New Castle News


September 6, 2012

Our Opinion: National debt surpasses $15 trillion mark

NEW CASTLE — Congratulations! You’re now $50,000 in the hole.

We’re not talking about your mortgage, student loan or some other obligation. This is strictly your share of the national debt, which passed $16 trillion last week.

It’s difficult for the average individual to fathom $16 trillion. It’s a number so huge and so esoteric that it’s rendered meaningless.

But $50,000 per person? That hits home. And the idea of carrying around this extra financial burden will cause the average individual to wince.

Of course, your share of the national debt differs from other obligations. If you aren’t paying off your regular debts in timely fashion, you soon wind up in trouble.

While the nation’s debt is constantly paid off, it’s being done by borrowing ever larger amounts of money. In simple terms, the national debt — and your share of it — continues to grow because Uncle Sam is spending more than he’s taking in with taxes.

And an increasing part of that spending is the interest that must be paid to cover Washington’s debt. According to the U.S. Treasury Department, interest paid on the debt in 2011 was more than $454 billion. In 2001, it was $358 billion.

Yet the larger question in all of this must be: How significant is $16 trillion in debt for the United States of America?
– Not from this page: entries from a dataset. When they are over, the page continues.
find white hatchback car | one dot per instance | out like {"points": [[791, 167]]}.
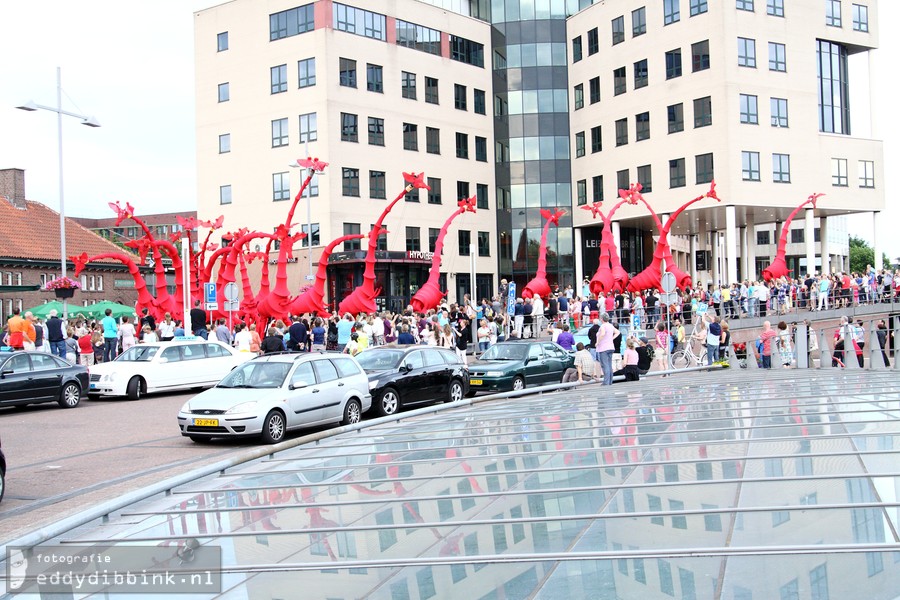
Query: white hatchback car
{"points": [[275, 393], [165, 366]]}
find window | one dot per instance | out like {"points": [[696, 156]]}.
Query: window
{"points": [[623, 179], [374, 78], [347, 72], [839, 172], [749, 109], [673, 63], [281, 186], [309, 128], [621, 132], [750, 166], [671, 11], [676, 117], [465, 242], [777, 57], [645, 178], [224, 194], [833, 13], [431, 90], [350, 182], [704, 165], [291, 22], [376, 131], [484, 243], [306, 72], [596, 140], [747, 53], [481, 202], [432, 140], [594, 86], [279, 133], [377, 185], [478, 102], [618, 26], [638, 22], [459, 96], [410, 136], [779, 112], [642, 126], [480, 149], [349, 128], [640, 74], [619, 85], [434, 194], [413, 243], [676, 173], [700, 56], [781, 168], [702, 112], [860, 17], [466, 51], [462, 145], [867, 173], [278, 79], [834, 89]]}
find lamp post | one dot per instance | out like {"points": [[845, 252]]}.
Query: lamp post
{"points": [[85, 120]]}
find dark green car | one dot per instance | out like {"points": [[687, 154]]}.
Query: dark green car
{"points": [[517, 364]]}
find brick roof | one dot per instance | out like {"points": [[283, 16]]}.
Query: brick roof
{"points": [[33, 233]]}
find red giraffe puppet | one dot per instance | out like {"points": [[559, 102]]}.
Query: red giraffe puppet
{"points": [[362, 299], [778, 268], [610, 275], [430, 295], [538, 286], [651, 277], [312, 300]]}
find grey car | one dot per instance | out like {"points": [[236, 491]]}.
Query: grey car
{"points": [[273, 394]]}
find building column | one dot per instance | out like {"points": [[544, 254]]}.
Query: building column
{"points": [[810, 237], [730, 245]]}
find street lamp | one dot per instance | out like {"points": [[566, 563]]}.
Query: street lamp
{"points": [[85, 120]]}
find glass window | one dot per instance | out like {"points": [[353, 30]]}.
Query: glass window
{"points": [[749, 109], [750, 166]]}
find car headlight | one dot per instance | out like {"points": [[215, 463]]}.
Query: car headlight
{"points": [[243, 407]]}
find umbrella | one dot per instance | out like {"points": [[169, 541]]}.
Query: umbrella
{"points": [[98, 310]]}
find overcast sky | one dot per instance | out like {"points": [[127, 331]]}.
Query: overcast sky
{"points": [[131, 65]]}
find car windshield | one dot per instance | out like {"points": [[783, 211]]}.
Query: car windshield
{"points": [[379, 360], [138, 354], [506, 352], [257, 374]]}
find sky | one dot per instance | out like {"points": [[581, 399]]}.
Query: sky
{"points": [[131, 65]]}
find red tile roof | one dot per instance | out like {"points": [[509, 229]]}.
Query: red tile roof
{"points": [[33, 233]]}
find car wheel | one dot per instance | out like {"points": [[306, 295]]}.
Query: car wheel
{"points": [[388, 403], [352, 412], [455, 394], [273, 427], [70, 396], [135, 388]]}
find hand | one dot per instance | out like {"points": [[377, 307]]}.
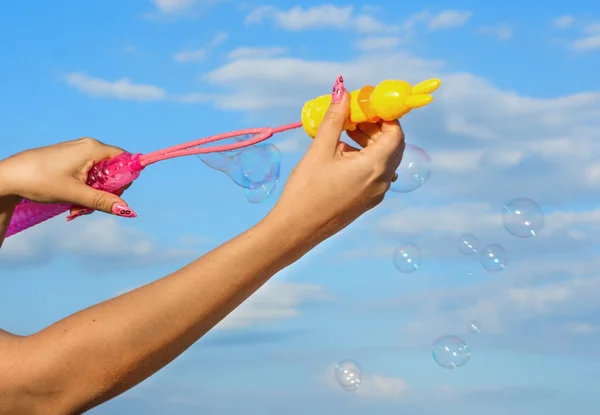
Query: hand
{"points": [[335, 183], [57, 174]]}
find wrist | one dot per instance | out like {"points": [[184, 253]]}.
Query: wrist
{"points": [[5, 186], [292, 229]]}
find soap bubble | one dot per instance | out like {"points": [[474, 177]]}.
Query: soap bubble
{"points": [[414, 170], [474, 327], [468, 244], [259, 164], [349, 375], [407, 258], [259, 195], [248, 167], [450, 352], [522, 217], [493, 258]]}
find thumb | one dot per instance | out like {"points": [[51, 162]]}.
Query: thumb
{"points": [[330, 130], [83, 195]]}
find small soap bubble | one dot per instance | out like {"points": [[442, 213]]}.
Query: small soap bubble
{"points": [[468, 244], [254, 166], [522, 217], [260, 164], [493, 258], [450, 352], [259, 195], [407, 258], [474, 327], [414, 170], [349, 375]]}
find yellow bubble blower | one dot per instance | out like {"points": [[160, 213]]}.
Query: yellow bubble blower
{"points": [[389, 100]]}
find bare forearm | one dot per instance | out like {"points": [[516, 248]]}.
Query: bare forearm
{"points": [[7, 208], [106, 349]]}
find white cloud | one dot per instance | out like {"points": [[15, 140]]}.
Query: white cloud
{"points": [[378, 43], [273, 302], [448, 19], [563, 22], [200, 54], [219, 39], [318, 17], [501, 31], [190, 55], [373, 386], [256, 53], [476, 132], [101, 242], [590, 39], [122, 89]]}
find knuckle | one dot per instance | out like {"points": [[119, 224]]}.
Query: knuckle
{"points": [[88, 141], [331, 116], [101, 202]]}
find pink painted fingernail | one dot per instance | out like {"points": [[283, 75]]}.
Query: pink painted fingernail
{"points": [[124, 211], [79, 213], [338, 89]]}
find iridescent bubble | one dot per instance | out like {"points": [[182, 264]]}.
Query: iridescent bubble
{"points": [[468, 244], [217, 161], [474, 327], [259, 195], [407, 258], [349, 375], [414, 170], [522, 217], [450, 352], [493, 258], [249, 167], [258, 165]]}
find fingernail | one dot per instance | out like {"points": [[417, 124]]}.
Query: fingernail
{"points": [[79, 213], [124, 211], [338, 90]]}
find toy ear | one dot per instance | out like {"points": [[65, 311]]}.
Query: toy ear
{"points": [[418, 101], [426, 87]]}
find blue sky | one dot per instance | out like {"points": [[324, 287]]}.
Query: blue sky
{"points": [[518, 115]]}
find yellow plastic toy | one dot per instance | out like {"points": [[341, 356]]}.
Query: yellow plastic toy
{"points": [[389, 100]]}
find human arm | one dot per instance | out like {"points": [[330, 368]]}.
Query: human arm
{"points": [[104, 350], [124, 340], [8, 203]]}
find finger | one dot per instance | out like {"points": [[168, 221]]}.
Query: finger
{"points": [[391, 141], [346, 148], [77, 211], [372, 130], [359, 137], [100, 150], [330, 130], [81, 194]]}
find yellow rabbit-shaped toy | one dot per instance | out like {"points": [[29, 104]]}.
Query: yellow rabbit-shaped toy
{"points": [[387, 101]]}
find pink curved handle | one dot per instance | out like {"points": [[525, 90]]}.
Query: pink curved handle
{"points": [[109, 175]]}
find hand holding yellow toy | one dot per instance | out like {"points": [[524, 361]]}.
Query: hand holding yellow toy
{"points": [[387, 101]]}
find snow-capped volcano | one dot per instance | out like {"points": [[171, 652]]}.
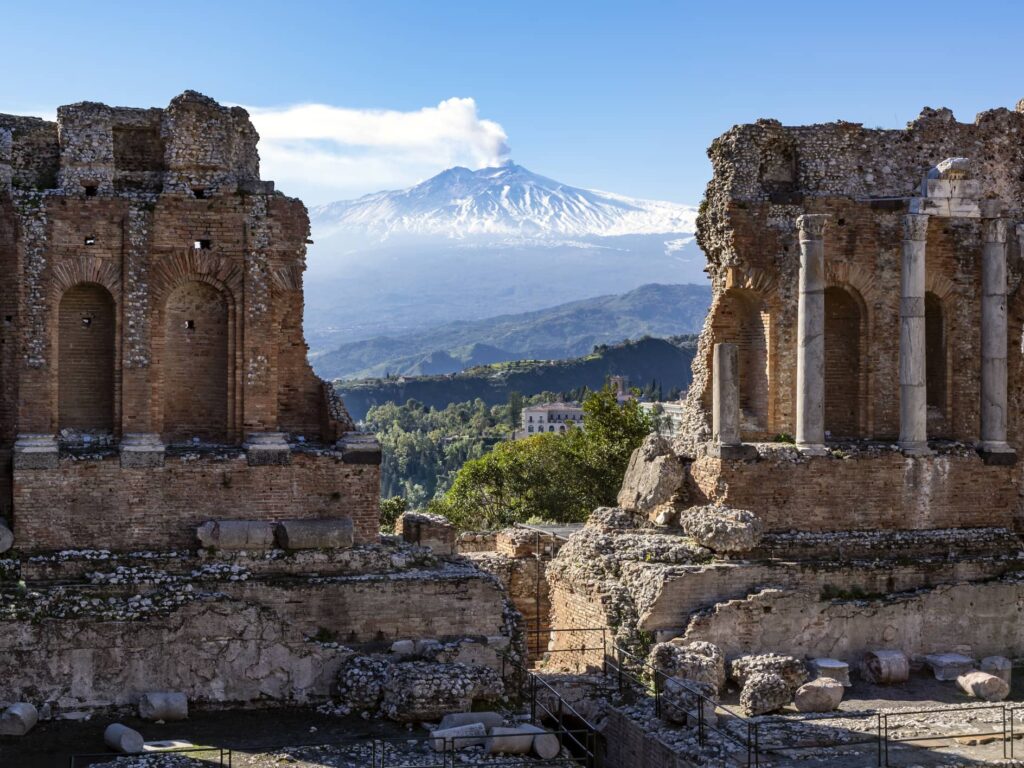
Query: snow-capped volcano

An individual can have debt, such as with a mortgage, and manage it without problems. The issue is the amount of debt relative to one’s ability to pay it off.

In this regard, America will never pay off its debt. Based on history, it’s a figure that’s likely to grow. That’s not necessarily bad — if the spending remains a manageable portion of the nation’s overall wealth and the money spent helps to build the country’s future.

It’s when debt becomes unmanageable — for individuals as well as governments — that it creates a critical concern. Internationally, countries such as Greece and Spain are dealing with the consequences of excessive debt. And worries about their ability to cover their obligations are roiling economies around the planet. The uncertainties about the debt of these relatively small countries is a major impediment to economic recovery in the United States and elsewhere.

America’s debt crisis is not at that state — yet. But the inability of Washington to deal effectively with matters of spending, debt reduction and borrowing led to a lowering of this country’s bond rating this year from AAA to AA-plus. The move was meant as a psychological blow to encourage Washington to get its fiscal and political houses in order. Unfortunately, it didn’t work.

Excessive government borrowing ultimately leads to high interest rates and borrowing costs in the private sector. And the uncertainty over what Washington will do with its fiscal situation produces economic hesitation across the board.

Debt always has consequences. America needs to work to reduce its obligations.